The Space was deployed as a Gradio application. After uploading all required files and setting the OpenAI API key, the app started successfully and returned the extracted JSON, the predicted rent, and the final German explanation.

### 9.4 Screenshots

Add the two screenshots from the running Hugging Face Space here after deployment:

```md
![Example 1](screenshot1.png)

In this example, the app extracted the apartment request as JSON, predicted the monthly rent, and generated a German explanation.

![Example 2](screenshot2.png)

In this example, a different German apartment request was used. The screenshot shows the extracted JSON, predicted rent, and final answer.
```

![Example 1](screenshot1.png)

In this example, the app extracted the apartment request as JSON, predicted the monthly rent, and generated a German explanation.
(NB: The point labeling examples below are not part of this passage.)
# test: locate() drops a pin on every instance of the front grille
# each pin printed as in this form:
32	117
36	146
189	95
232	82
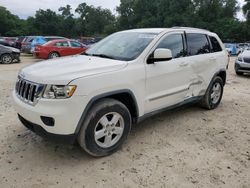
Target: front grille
27	91
247	60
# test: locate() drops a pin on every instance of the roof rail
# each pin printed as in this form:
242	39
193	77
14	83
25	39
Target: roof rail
178	27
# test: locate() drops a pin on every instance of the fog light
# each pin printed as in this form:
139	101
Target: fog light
49	121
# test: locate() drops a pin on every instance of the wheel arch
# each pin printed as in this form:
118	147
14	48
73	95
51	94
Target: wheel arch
124	96
54	52
6	53
223	74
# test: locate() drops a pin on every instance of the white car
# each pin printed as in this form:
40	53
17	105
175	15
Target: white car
95	97
242	64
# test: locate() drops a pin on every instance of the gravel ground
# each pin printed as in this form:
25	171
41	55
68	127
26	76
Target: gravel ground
188	147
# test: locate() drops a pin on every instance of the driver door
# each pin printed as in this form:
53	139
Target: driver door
168	82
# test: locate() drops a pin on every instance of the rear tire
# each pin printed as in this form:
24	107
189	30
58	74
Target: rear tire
105	128
214	93
6	59
239	73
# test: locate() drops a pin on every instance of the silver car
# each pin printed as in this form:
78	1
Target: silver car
242	64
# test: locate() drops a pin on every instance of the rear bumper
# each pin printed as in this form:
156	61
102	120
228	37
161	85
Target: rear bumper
41	55
69	139
242	67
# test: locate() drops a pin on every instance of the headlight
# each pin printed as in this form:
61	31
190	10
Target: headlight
58	91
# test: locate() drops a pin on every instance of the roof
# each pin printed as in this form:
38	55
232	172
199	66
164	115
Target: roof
159	30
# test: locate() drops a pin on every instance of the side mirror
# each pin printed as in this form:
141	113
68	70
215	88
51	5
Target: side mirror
160	54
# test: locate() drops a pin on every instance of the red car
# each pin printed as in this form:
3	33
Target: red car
58	48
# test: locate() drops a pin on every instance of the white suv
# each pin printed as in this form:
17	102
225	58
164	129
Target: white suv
95	97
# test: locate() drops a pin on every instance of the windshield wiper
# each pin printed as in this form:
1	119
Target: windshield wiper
99	55
103	56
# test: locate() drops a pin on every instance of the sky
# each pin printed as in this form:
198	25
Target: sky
25	8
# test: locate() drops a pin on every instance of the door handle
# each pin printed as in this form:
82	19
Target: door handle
183	64
212	59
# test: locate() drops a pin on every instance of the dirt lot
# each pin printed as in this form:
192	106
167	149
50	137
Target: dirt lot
188	147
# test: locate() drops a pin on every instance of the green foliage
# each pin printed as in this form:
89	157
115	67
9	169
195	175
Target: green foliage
215	15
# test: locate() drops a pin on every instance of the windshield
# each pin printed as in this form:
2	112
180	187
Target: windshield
125	46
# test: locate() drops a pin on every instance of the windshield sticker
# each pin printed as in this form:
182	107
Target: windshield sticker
147	36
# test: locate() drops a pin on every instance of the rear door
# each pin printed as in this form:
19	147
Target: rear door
76	48
63	48
167	82
203	62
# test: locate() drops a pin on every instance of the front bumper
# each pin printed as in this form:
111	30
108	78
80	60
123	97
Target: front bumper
16	56
242	67
70	139
65	112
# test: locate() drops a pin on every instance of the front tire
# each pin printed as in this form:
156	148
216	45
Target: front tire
6	59
239	73
53	55
105	128
213	96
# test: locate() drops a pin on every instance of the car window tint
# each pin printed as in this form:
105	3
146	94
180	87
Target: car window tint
197	44
75	44
62	44
215	44
173	42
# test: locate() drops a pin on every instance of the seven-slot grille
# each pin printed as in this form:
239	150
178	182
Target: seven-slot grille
247	59
28	91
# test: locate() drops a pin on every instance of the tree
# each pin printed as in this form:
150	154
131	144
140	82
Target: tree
68	23
47	22
94	21
246	10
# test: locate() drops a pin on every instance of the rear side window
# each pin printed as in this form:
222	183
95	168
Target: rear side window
197	44
173	42
75	44
215	44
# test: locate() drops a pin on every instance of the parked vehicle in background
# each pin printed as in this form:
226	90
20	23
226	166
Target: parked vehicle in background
233	48
9	55
90	41
242	64
59	48
243	46
40	40
26	44
18	42
95	97
4	42
11	40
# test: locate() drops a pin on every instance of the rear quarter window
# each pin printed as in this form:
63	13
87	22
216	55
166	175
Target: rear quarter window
216	47
197	44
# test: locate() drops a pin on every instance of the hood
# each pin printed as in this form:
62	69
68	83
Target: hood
63	70
245	53
13	49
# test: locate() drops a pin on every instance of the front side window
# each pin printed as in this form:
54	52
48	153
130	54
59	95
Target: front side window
62	44
215	44
125	46
173	42
197	44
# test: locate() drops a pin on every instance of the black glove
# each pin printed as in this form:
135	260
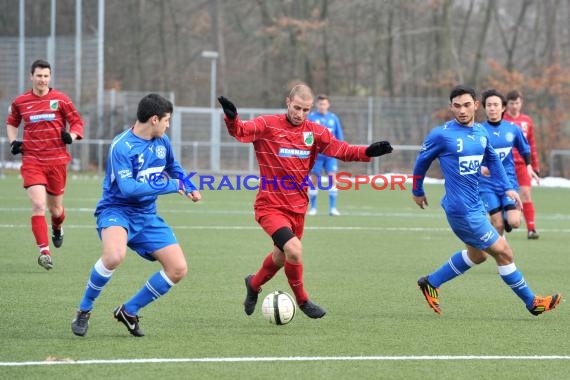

![Example 2](screenshot2.png)

In this example, a different German apartment request was used. The screenshot shows the extracted JSON, predicted rent, and final answer.

---

## 10. Reflection

The combination of a regression model and an LLM worked well because the LLM made the app easier to use with natural German input. The numeric prediction stayed inside the saved model, while the LLM handled text extraction and explanation. The system is still fragile because wrong town names, missing values, or invalid JSON can stop the pipeline. German input is important because the dataset contains Swiss municipality names and the expected users describe apartments in German. In a future version, I would add more apartment features such as floor, building condition, balcony, public transport access, and exact location.

---

## 11. Responsible Use Note

The predicted rent is only an estimate and should not be treated as a guaranteed market price. The model uses a limited set of structured features and does not directly include factors such as apartment condition, exact address, renovation status, balcony, view, or micro-location. The LLM may also extract values incorrectly, so the visible JSON output should always be checked. The app is useful for learning and experimentation, but not for final financial or rental decisions.